NVIDIA / OpenSeq2Seq

Toolkit for efficient experimentation with Speech Recognition, Text2Speech and NLP
https://nvidia.github.io/OpenSeq2Seq
Apache License 2.0
1.54k stars 372 forks source link

Making use of Language Model with CTC Decoder #545

Closed abhishek-rawat18 closed 3 years ago

abhishek-rawat18 commented 3 years ago

I've been trying to make use of the following link: https://github.com/NVIDIA/OpenSeq2Seq/tree/master/external_lm_rescore for creating a ctc decoder which makes use of language model, but I don't understand whats the "labels.csv" file they refer to in this link above.

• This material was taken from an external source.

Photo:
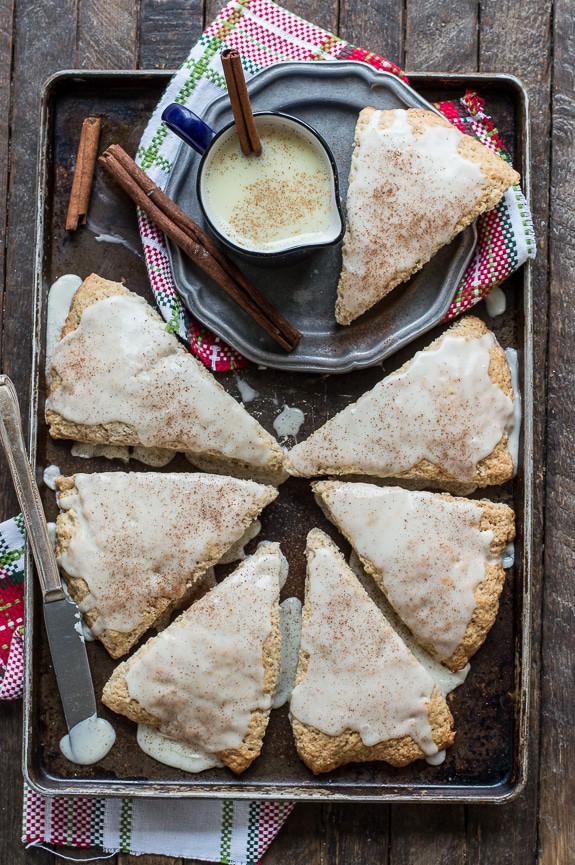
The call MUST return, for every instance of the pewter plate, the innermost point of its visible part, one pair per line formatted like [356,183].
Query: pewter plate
[328,96]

aayushkubb commented 3 years ago

Hey,

So the external_lm_rescore is to do rescoring with a bigger LM like Transformer XL. This particular link will be helpful for you to re-evaluate the beams that are created from ctc beam search decoder.

So the first step if you want to use ctc_decoder is to build a kenlm model from: https://github.com/NVIDIA/OpenSeq2Seq/blob/master/scripts/build_lm.py

Once you have the LM then you may use ctc_decode from: https://github.com/NVIDIA/OpenSeq2Seq/blob/master/scripts/decode.py

For this, you need to have the kenlm model(google and you will find a very easy way to create kenlm)(arpa or binary format), the lables.csv(which is nothing but list of filenames, then pickle obtained from the acoustic model.

Now decode.py itself will give you ctc_decoded output. If you want more then you may try out Transformer-XL which will just re-evaluate beam scores for you.

Hope this helps, Good. Luck.!

abhishek-rawat18 commented 3 years ago

@aayushkubb Great, thanks a lot.